Ok, my interpretation 
Note that DecTrek ranks Fleet Captain above Commodore and specifically equates it to Rear Admiral (one star), while the Star Trek Encyclopedia has them the other way around, and specifically categorises Fleet Captain as a Line rank, while Commodore is Flag.
On that basis, I think I'd go with the Encyclopedia, and swap the two in the PG.
With that out of the way, what do they represent, and what happened to them?
In TOS, we generally saw Commodores in charge of bases and some starships and the like, Fleet Captain just gets mentioned as a higher rank than Captain. Both are gone in the TNG era.
I reckon this has a lot to do with the way things have changed in the two time periods.
In the TOS era, Captains were often out of touch with SFC for a long time, and often had to make decisions with no input from superiors. However, it would occasionally be necessary to group ships together, and then you need a single commander. This is where the Commodore comes in - it's basically a rank for those Captains who nominally have command over two or more ships in an area (kind of a squadron commander), and have the power to make Federation-affecting decisions in their region. The Fleet Captain is the lowest rank of SFC itself, and specifically designates those staff officers having direct contact with the starship Captains. They are effectively the liaison with SFC. They may be based at SFC or in starbases, but as flag officers, they never have their own command responsibilies, they'd never command a starship or base for example.
By TNG's time, communications are much faster. The rank of Commodore is no longer necessary as Captains can liaise directly with their Fleet Captain, who is often based in a local system. When a squadron commander is needed, one Captain can be designated senior by the Rear Admiral, or the Admiral can take charge in person. The Fleet Captain rank is renamed Rear Admiral to make it clearer that this is a flag rank.

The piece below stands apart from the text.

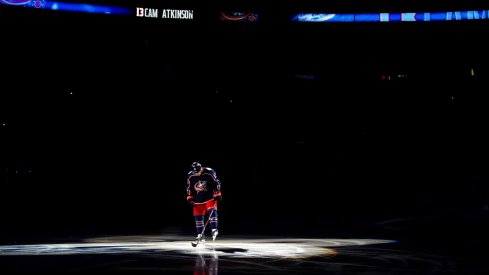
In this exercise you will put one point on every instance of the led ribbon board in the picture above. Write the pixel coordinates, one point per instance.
(71, 7)
(392, 17)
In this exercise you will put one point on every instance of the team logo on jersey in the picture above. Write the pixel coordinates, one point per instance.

I'm also working on the common assumption that a line officer holds a physical command (vessel or base), a flag officer does not. When aboard another officer's command, a flag officer defers to the Captain in all operation issues, maintaining only a strategic point of view.
Does that make sense? I've tried to fit into Trek rather than the real world, so it may conflict with all those USN ranks 
Given that I'm working in the TOS movie period, this all becomes rather important, so please comment!
Jon
"There are worlds out there where the sky is burning, where the sea is asleep and the rivers dream; people made of smoke and cities made of song.
Somewhere there's danger, somewhere there's injustice, and somewhere else the tea is getting cold. Come on, Ace, we've got work to do."